Texte publié en 2010 à l’occasion de la remise du Prix de la BnF à Pierre Guyotat.
«Depuis plus de cinquante ans, l’œuvre de Pierre Guyotat engendre mots et mondes. Dans le livre, mais également au-dehors - en scène, en musique, en dessin - , elle se déploie autour d’un texte conçu sur un mode tour à tour épique, poétique ou prophétique. Quiconque pénètre dans cet univers, réplique déformée du nôtre, y aperçoit entre narration et vision, la guerre - «Iliade» des temps néolithiques, bibliques ou contemporains - , le sexe, la douceur et la volupté aussi, toute une variété de fictions, colorées comme une miniature médiévale où grouilleraient, dans une permanence promiscuité, les humains, les putains et les animaux. C’est une œuvre qui porte en elle le témoignage, tragique et burlesque parfois, de l’histoire d’une humanité à la recherche d’elle-même.

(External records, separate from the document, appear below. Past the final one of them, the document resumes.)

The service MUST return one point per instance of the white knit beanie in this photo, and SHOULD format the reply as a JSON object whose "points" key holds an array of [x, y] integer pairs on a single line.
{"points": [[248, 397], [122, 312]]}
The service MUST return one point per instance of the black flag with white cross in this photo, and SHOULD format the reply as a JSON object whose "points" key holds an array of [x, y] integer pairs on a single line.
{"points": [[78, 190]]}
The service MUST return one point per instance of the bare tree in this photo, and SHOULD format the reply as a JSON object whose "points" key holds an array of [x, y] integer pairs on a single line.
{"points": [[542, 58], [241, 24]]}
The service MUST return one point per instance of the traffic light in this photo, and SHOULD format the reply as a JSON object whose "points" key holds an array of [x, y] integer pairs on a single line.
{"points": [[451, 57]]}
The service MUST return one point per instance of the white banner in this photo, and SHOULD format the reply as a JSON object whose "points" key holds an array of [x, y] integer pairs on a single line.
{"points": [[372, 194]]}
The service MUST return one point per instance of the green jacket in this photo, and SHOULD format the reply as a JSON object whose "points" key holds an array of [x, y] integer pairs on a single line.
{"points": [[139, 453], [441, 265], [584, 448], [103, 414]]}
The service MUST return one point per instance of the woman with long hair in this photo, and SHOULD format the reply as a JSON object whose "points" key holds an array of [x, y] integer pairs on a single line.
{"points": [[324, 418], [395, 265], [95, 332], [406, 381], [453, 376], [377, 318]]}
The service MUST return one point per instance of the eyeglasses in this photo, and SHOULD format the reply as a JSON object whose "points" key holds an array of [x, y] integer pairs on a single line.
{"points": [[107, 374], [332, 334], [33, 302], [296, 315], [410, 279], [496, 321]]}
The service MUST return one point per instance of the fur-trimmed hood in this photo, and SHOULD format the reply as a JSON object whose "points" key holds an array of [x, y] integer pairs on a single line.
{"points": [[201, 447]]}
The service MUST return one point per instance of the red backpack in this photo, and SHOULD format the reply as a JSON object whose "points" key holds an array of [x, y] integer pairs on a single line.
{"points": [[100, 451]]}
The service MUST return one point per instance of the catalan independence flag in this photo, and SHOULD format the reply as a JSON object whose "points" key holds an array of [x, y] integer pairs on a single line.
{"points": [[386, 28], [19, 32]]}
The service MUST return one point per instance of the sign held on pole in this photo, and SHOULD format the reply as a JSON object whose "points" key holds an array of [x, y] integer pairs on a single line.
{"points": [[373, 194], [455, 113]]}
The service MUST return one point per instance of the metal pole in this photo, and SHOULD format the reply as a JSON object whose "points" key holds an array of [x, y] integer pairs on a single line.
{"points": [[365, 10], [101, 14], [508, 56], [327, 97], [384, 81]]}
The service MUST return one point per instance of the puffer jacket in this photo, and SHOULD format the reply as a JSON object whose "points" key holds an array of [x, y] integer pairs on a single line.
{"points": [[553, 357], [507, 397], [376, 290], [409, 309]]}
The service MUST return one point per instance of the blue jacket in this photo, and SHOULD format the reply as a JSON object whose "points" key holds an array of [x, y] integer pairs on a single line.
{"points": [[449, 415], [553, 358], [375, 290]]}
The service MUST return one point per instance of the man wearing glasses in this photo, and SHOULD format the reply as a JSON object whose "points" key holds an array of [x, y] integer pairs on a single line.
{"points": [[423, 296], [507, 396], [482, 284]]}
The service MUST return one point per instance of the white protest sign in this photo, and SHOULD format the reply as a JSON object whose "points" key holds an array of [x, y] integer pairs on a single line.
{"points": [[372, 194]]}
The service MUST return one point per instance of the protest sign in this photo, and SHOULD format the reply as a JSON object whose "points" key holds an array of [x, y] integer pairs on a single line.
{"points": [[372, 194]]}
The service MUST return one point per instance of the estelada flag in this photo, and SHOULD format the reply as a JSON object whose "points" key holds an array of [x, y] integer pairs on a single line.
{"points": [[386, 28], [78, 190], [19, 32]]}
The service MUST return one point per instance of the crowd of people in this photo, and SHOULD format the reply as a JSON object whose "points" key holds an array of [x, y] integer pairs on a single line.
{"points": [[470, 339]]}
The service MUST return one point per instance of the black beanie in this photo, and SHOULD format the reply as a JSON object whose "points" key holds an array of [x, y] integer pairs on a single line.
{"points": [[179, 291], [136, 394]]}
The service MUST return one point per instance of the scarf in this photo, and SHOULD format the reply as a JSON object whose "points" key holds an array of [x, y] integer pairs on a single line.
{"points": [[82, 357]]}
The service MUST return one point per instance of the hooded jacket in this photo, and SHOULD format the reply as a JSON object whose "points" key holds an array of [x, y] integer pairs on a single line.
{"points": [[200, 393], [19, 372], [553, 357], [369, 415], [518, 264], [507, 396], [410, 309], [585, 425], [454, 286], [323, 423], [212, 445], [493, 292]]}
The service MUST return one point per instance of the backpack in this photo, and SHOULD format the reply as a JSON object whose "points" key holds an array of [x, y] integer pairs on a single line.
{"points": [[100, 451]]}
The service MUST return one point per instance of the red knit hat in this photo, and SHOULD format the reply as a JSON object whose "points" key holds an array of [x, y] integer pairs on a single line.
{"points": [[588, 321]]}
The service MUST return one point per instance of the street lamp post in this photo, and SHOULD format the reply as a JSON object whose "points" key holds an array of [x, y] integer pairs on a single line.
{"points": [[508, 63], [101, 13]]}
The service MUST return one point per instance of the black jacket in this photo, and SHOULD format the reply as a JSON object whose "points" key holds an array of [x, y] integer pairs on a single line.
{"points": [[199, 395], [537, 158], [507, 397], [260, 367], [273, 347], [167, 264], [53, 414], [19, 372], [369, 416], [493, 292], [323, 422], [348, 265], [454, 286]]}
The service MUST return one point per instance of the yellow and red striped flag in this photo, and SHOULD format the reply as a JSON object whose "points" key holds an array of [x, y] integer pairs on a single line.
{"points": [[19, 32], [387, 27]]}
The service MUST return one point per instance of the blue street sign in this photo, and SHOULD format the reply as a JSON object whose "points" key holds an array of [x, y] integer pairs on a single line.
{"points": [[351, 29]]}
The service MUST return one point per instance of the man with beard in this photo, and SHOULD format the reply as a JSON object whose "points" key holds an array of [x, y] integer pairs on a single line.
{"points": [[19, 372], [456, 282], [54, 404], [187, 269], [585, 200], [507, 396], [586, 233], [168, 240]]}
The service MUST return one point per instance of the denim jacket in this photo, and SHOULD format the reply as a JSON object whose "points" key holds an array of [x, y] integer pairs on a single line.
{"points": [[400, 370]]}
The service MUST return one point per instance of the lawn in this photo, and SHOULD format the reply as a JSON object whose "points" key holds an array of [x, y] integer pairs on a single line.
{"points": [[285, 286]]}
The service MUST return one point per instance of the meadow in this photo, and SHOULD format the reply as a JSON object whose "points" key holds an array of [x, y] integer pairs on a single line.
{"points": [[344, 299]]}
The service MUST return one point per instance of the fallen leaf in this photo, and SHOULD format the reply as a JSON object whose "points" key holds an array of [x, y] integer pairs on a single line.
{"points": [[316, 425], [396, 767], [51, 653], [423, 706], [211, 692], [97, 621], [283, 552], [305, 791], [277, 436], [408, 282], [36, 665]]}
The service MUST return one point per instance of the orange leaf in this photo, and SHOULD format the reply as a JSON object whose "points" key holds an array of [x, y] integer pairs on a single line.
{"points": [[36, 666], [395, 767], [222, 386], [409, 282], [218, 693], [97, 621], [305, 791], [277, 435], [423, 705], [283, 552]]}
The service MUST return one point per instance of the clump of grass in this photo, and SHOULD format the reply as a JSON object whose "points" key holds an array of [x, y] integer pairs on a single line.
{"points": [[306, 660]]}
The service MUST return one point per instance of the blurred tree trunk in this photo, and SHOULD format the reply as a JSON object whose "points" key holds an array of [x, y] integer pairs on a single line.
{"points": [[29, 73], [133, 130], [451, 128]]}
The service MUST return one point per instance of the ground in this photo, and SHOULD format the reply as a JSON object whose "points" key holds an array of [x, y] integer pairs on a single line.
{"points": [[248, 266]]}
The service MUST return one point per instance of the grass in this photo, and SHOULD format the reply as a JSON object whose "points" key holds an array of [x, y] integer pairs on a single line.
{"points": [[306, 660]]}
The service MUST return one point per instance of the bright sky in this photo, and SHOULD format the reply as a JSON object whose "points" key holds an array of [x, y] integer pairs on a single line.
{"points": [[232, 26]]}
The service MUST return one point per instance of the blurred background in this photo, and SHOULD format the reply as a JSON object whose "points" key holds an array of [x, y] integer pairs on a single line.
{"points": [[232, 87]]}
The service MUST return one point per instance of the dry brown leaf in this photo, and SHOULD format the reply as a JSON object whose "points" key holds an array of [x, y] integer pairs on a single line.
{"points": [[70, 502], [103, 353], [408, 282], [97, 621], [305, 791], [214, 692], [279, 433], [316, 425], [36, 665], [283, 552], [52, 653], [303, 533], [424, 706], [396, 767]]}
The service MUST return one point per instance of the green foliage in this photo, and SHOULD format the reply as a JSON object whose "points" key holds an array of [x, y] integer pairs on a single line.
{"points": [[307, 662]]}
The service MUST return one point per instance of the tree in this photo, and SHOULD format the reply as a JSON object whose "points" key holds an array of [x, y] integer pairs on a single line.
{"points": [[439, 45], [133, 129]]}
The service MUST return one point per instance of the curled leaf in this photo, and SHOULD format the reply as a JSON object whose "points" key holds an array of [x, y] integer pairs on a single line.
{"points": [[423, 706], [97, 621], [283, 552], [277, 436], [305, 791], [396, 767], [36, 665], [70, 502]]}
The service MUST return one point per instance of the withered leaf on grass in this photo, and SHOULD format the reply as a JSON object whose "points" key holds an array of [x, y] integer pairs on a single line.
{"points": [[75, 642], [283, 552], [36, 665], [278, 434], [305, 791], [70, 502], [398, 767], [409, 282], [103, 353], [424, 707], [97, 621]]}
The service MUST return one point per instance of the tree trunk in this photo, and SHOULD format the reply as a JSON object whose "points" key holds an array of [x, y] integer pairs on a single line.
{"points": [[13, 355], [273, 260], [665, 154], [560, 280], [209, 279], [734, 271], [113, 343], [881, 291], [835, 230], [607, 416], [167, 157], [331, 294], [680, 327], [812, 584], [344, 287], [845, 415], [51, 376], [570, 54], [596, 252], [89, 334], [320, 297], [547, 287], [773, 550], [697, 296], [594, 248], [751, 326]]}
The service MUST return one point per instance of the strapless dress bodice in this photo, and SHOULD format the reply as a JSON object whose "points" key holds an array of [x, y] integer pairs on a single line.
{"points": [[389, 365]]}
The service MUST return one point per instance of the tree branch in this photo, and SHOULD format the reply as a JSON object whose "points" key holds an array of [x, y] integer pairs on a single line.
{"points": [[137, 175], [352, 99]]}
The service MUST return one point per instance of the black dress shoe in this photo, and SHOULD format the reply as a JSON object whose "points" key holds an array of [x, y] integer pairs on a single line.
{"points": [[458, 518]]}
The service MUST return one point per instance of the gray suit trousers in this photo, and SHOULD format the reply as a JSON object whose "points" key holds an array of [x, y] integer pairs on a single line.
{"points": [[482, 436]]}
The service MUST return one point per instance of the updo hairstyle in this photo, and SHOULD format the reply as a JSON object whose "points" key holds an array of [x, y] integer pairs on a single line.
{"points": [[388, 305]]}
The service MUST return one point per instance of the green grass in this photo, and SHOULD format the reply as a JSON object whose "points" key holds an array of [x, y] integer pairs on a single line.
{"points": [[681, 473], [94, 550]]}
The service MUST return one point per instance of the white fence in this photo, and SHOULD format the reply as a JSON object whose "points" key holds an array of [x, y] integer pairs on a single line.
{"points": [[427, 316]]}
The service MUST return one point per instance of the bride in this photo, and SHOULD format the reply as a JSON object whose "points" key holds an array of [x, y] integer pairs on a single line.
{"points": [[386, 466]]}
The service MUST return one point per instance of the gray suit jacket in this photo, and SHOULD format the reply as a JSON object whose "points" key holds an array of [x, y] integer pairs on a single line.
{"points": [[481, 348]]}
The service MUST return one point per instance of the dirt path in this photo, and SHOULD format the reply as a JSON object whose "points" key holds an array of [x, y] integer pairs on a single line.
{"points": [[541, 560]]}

La Bibliothèque nationale de France, conservatoire de la lutte des écrivains avec la langue, se devait de distinguer un auteur dans l’œuvre duquel se réfléchit, comme dans un miroir, la grande histoire de la langue des poètes. Se souvenant du temps des enfantements, ceux de Chrétien de Troyes, Guillaume de Machaut, Rabelais ou Agrippa d’Aubigné…il écrit. Il compose. Il bâtit son monde selon le Verbe. Depuis les premiers opus comme Tombeau pour cinq cent mille soldats (1967) jusqu’aux plus récents - Par la main dans les enfers (2016) - , Pierre Guyotat retourne et réinvente ainsi la langue française. Textes en prose, vers ou versets surgissent ainsi, habités par un rythme, offerts à la lecture, à la proclamation ou à la psalmodie. Le français, restauré et transfiguré, s’y redécouvre langue magnifique, magmatique et brûlante, charriant en elle, des blocs de réel, avec ses mots-matière au plus proche des choses, frissonnant du tremblement de la vie, saisie quand elle est réduite à l’essentiel, comme dans la tétralogie autobiographique Coma (2006), Formation (2007), Arrière-fond (2010), Idiotie (2018).»